Machine learning to optimize the design of an energy system

This code is uses machine learning in Python to optimize the design of an energy system. The energy system is defined by two variables: the energy input (in MW) and the efficiency of the system (dimensionless). The goal is to predict the cost of the energy system as a function of these variables.

To do this, the code first defines a function called cost that calculates the cost of the energy system as a function of the energy input and the efficiency. This function takes into account the cost of the energy input itself, as well as the efficiency of the system (since a more efficient system will have a lower cost).

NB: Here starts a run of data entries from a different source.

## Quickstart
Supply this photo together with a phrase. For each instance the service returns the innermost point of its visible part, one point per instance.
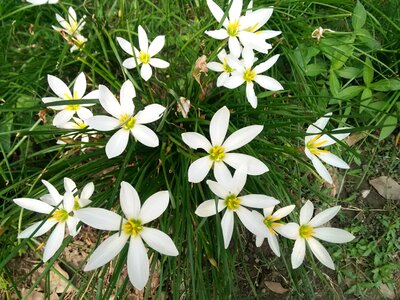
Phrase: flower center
(144, 57)
(133, 227)
(313, 146)
(217, 153)
(60, 215)
(306, 231)
(232, 202)
(249, 75)
(127, 122)
(233, 28)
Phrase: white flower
(315, 141)
(132, 228)
(272, 225)
(228, 190)
(123, 118)
(245, 73)
(309, 229)
(60, 208)
(145, 53)
(40, 2)
(237, 27)
(63, 93)
(219, 150)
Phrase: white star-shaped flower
(130, 228)
(219, 149)
(315, 140)
(64, 93)
(228, 188)
(144, 56)
(124, 119)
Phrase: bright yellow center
(306, 231)
(217, 153)
(232, 202)
(233, 28)
(144, 57)
(127, 122)
(133, 227)
(249, 75)
(60, 215)
(313, 146)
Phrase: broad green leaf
(359, 16)
(386, 85)
(368, 72)
(389, 125)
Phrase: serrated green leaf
(368, 72)
(359, 16)
(389, 125)
(386, 85)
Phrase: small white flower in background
(40, 2)
(60, 208)
(273, 224)
(228, 190)
(245, 73)
(309, 229)
(124, 120)
(64, 93)
(240, 28)
(219, 150)
(144, 56)
(315, 141)
(132, 228)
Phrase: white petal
(320, 253)
(43, 228)
(219, 34)
(99, 218)
(159, 241)
(129, 199)
(117, 143)
(109, 102)
(298, 253)
(154, 206)
(254, 165)
(146, 72)
(103, 123)
(143, 40)
(227, 227)
(149, 114)
(258, 201)
(306, 212)
(195, 140)
(59, 87)
(138, 263)
(156, 45)
(145, 135)
(54, 242)
(199, 169)
(159, 63)
(79, 86)
(125, 45)
(241, 137)
(324, 216)
(219, 126)
(34, 205)
(333, 235)
(107, 250)
(268, 83)
(127, 94)
(209, 208)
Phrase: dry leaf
(276, 287)
(386, 187)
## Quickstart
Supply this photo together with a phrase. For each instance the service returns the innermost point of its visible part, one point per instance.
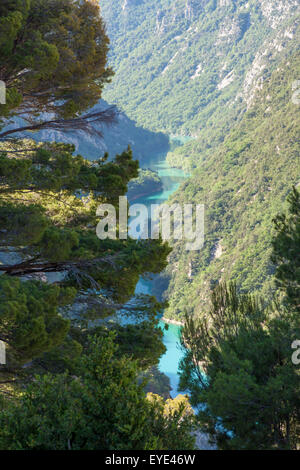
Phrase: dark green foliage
(53, 56)
(103, 408)
(238, 361)
(243, 183)
(238, 367)
(30, 322)
(286, 252)
(147, 182)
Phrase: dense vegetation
(189, 62)
(249, 395)
(78, 374)
(72, 372)
(147, 182)
(243, 183)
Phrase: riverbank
(172, 322)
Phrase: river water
(171, 179)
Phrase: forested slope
(178, 64)
(222, 71)
(243, 184)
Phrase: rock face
(115, 140)
(127, 4)
(175, 51)
(192, 8)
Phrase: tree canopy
(53, 60)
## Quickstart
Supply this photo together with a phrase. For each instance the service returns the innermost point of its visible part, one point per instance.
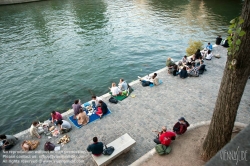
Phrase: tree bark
(231, 90)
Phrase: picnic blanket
(160, 82)
(122, 97)
(92, 117)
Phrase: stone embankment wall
(7, 2)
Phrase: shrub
(193, 47)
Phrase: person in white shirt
(123, 85)
(64, 126)
(209, 55)
(115, 90)
(95, 101)
(34, 130)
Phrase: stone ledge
(152, 152)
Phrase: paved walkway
(193, 98)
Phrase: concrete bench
(122, 145)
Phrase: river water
(53, 52)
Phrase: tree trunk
(231, 90)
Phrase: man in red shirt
(181, 126)
(165, 137)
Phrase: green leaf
(232, 21)
(238, 42)
(241, 21)
(242, 33)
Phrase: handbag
(108, 150)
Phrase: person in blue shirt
(209, 47)
(96, 148)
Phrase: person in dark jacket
(102, 109)
(183, 73)
(218, 40)
(201, 68)
(181, 126)
(198, 54)
(96, 148)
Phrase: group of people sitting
(165, 137)
(147, 81)
(190, 67)
(97, 104)
(121, 89)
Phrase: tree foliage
(193, 47)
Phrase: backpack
(162, 149)
(48, 146)
(113, 100)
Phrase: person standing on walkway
(165, 137)
(96, 148)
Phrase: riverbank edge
(106, 95)
(152, 152)
(12, 2)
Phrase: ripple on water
(52, 54)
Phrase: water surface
(53, 52)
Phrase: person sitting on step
(165, 137)
(181, 126)
(82, 117)
(115, 90)
(123, 85)
(209, 47)
(8, 141)
(76, 107)
(201, 68)
(209, 55)
(193, 71)
(102, 109)
(64, 125)
(55, 116)
(34, 131)
(150, 80)
(96, 148)
(183, 73)
(95, 101)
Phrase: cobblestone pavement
(193, 98)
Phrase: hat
(182, 118)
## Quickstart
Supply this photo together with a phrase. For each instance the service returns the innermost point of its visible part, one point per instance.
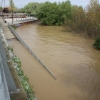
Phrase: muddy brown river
(70, 57)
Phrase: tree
(31, 8)
(53, 13)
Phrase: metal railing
(4, 93)
(28, 48)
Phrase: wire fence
(28, 48)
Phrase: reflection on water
(71, 58)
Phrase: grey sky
(21, 3)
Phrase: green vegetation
(23, 78)
(97, 43)
(53, 13)
(86, 21)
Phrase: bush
(97, 43)
(53, 13)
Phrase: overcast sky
(21, 3)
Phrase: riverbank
(70, 57)
(15, 70)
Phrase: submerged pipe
(26, 46)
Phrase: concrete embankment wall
(15, 96)
(6, 30)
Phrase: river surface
(70, 57)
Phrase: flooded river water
(71, 58)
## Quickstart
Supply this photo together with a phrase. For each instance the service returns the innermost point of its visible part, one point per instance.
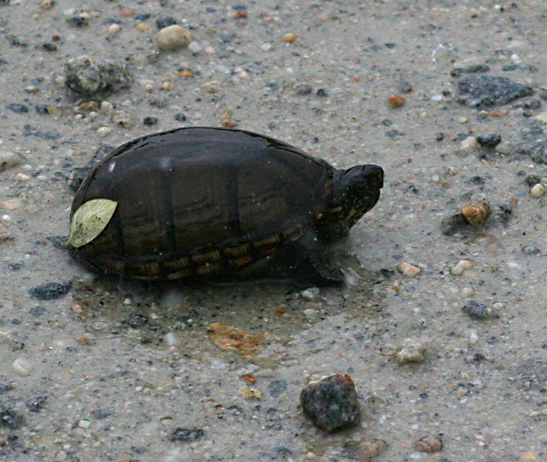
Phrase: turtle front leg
(312, 263)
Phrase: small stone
(467, 292)
(173, 37)
(406, 269)
(150, 121)
(50, 290)
(461, 266)
(4, 233)
(9, 160)
(303, 89)
(469, 144)
(537, 190)
(310, 294)
(37, 403)
(10, 418)
(186, 435)
(396, 101)
(476, 212)
(18, 108)
(21, 366)
(477, 310)
(165, 21)
(290, 37)
(530, 250)
(114, 29)
(89, 77)
(505, 148)
(411, 351)
(332, 403)
(489, 141)
(429, 444)
(84, 423)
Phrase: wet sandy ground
(108, 372)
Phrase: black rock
(489, 141)
(303, 89)
(276, 387)
(332, 403)
(18, 108)
(9, 418)
(50, 290)
(480, 91)
(477, 310)
(37, 403)
(186, 435)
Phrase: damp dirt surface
(98, 369)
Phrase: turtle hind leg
(312, 265)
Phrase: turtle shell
(197, 202)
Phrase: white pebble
(195, 47)
(171, 339)
(411, 351)
(467, 292)
(172, 37)
(21, 366)
(84, 423)
(406, 269)
(537, 190)
(470, 144)
(104, 131)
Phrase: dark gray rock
(332, 403)
(481, 91)
(50, 290)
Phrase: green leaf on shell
(90, 220)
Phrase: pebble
(476, 213)
(173, 37)
(114, 29)
(289, 37)
(489, 141)
(50, 290)
(104, 131)
(88, 77)
(467, 292)
(10, 418)
(411, 351)
(480, 91)
(9, 160)
(310, 294)
(21, 366)
(406, 269)
(332, 403)
(469, 144)
(530, 250)
(477, 310)
(461, 266)
(3, 232)
(84, 423)
(396, 101)
(186, 435)
(429, 444)
(537, 190)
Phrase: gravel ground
(114, 371)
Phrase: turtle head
(356, 191)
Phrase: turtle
(217, 203)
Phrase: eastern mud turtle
(223, 203)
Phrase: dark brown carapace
(202, 202)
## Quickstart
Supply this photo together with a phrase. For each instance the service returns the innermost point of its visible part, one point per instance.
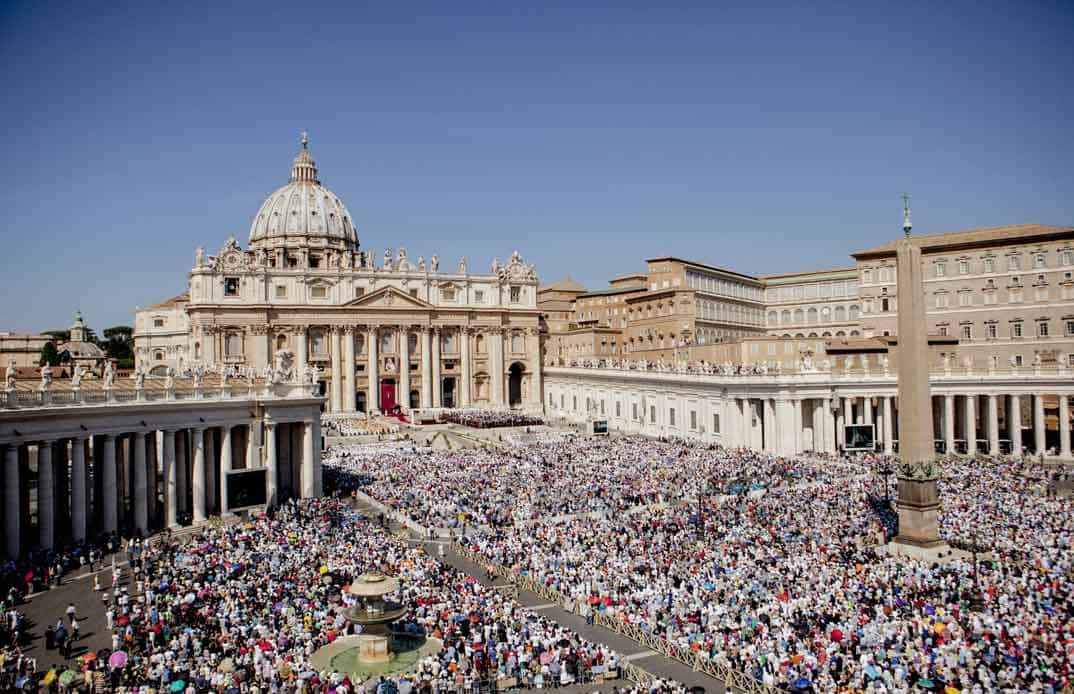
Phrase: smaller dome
(302, 211)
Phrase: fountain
(377, 650)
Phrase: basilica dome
(303, 213)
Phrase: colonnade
(75, 488)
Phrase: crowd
(773, 567)
(490, 418)
(248, 605)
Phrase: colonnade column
(465, 388)
(307, 460)
(1014, 424)
(496, 365)
(948, 423)
(336, 396)
(437, 381)
(426, 367)
(886, 413)
(970, 432)
(225, 466)
(12, 518)
(78, 489)
(110, 509)
(271, 468)
(348, 370)
(993, 425)
(138, 474)
(1064, 428)
(1039, 441)
(403, 398)
(373, 394)
(198, 474)
(171, 486)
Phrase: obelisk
(917, 473)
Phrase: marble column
(336, 399)
(437, 380)
(426, 366)
(1014, 424)
(171, 482)
(271, 467)
(12, 517)
(496, 367)
(948, 424)
(307, 460)
(1040, 444)
(225, 465)
(537, 378)
(198, 474)
(348, 370)
(403, 398)
(78, 510)
(466, 387)
(138, 474)
(993, 425)
(211, 476)
(888, 425)
(373, 396)
(970, 432)
(110, 517)
(1064, 428)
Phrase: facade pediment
(388, 298)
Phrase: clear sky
(760, 136)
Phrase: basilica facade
(379, 331)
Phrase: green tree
(49, 356)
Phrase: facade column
(948, 424)
(198, 474)
(110, 517)
(403, 398)
(466, 387)
(496, 367)
(171, 481)
(373, 396)
(12, 517)
(225, 466)
(1014, 424)
(437, 380)
(138, 475)
(348, 370)
(307, 460)
(78, 489)
(993, 425)
(888, 425)
(1040, 444)
(971, 424)
(272, 471)
(426, 366)
(336, 398)
(1064, 428)
(537, 378)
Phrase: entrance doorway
(514, 385)
(388, 394)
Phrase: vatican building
(377, 331)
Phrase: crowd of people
(777, 567)
(490, 418)
(248, 605)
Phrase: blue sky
(762, 136)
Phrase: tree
(49, 356)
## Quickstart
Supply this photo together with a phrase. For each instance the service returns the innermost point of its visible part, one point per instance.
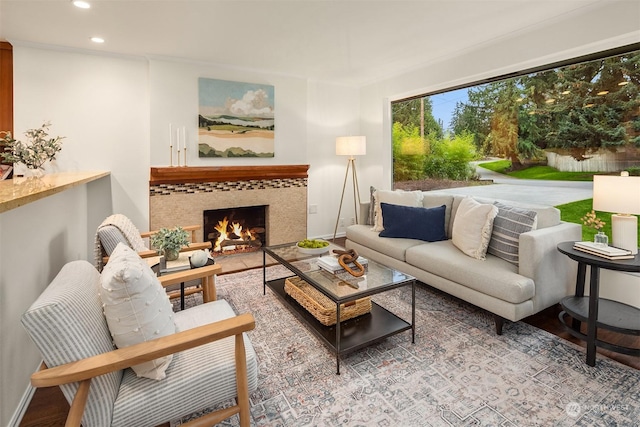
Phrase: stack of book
(330, 264)
(608, 252)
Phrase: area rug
(458, 372)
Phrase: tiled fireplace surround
(180, 195)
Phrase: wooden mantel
(191, 174)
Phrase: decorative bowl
(313, 251)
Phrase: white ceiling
(351, 42)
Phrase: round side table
(595, 311)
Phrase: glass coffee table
(352, 334)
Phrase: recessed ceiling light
(81, 4)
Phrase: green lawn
(538, 172)
(570, 212)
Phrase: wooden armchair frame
(83, 371)
(206, 274)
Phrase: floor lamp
(619, 194)
(350, 146)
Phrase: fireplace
(180, 195)
(235, 230)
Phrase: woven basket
(320, 306)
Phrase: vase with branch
(35, 152)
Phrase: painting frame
(235, 119)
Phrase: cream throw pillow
(397, 197)
(136, 306)
(472, 227)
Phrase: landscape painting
(235, 119)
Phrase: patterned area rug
(458, 373)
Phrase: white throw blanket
(128, 230)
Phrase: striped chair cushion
(66, 324)
(507, 227)
(196, 379)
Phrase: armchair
(118, 228)
(213, 359)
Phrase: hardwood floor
(48, 408)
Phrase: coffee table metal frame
(352, 334)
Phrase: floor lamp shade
(351, 145)
(619, 194)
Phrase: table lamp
(620, 194)
(350, 146)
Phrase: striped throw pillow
(507, 227)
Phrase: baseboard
(23, 405)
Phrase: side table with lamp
(619, 194)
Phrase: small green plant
(169, 241)
(38, 149)
(592, 221)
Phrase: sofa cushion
(548, 216)
(397, 197)
(372, 206)
(66, 324)
(413, 223)
(364, 235)
(472, 227)
(136, 306)
(430, 200)
(507, 227)
(493, 276)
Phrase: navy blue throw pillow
(413, 222)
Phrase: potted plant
(168, 242)
(34, 153)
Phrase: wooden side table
(595, 311)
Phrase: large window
(582, 114)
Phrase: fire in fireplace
(235, 230)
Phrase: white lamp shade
(617, 194)
(621, 195)
(351, 145)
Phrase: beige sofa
(542, 277)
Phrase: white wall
(101, 105)
(333, 112)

Next, the code generates a training dataset by randomly sampling a large number of values for the energy input and efficiency. The machine learning model (a random forest regressor) is then trained on this dataset using the fit function.

The code then generates a prediction dataset and uses the machine learning model to predict the cost for this dataset using the predict function. The resulting predictions are plotted as a function of the energy input, with the starting energy input indicated by a red dot. The resulting plot can be used to visualize how the predicted cost of the energy system changes as a function of the energy input and efficiency.

#!/usr/bin/env python3
# -*- coding: utf-8 -*-
"""
Created on Wed Dec 21 23:01:06 2022

@author: ramnot
"""

import numpy as np
import matplotlib.pyplot as plt
from sklearn.ensemble import RandomForestRegressor

# Define variables for the energy system
energy_input = 10 # MW
energy_output = 8 # MW
efficiency = energy_output / energy_input # dimensionless

# Define the cost function
def cost(energy_input, efficiency):
  # Assume a cost of $1000/MW for energy input
  return energy_input * 1000 + efficiency**2

# Generate a training dataset
num_samples = 1000
X_train = np.random.uniform(0, 20, (num_samples, 2))
y_train = cost(X_train[:,0], X_train[:,1])

# Use machine learning to predict the cost as a function of the energy input and efficiency
model = RandomForestRegressor()
model.fit(X_train, y_train)

# Generate a prediction dataset
energy_input_range = np.linspace(0, 20, 100)
X_pred = np.column_stack((energy_input_range, np.ones_like(energy_input_range)*efficiency))

# Use the machine learning model to predict the cost for the prediction dataset
y_pred = model.predict(X_pred)

# Plot the predicted cost as a function of the energy input
fig, ax = plt.subplots(figsize=(8,6))
ax.plot(energy_input_range, y_pred)
ax.plot(energy_input, cost(energy_input, efficiency), 'o', color='red', label='Starting energy input')
ax.set_xlabel('Energy input (MW)', fontsize=12)
ax.set_ylabel('Cost (USD)', fontsize=12)
ax.legend(fontsize=12)
plt.show()

Optimize the design of an energy system

This code is an example of how you could use Python to optimize the design of an energy system. The energy system is defined by two variables: the energy input (in MW) and the efficiency of the system (dimensionless). The goal is to find the optimal value of the energy input that will result in the lowest cost for the system.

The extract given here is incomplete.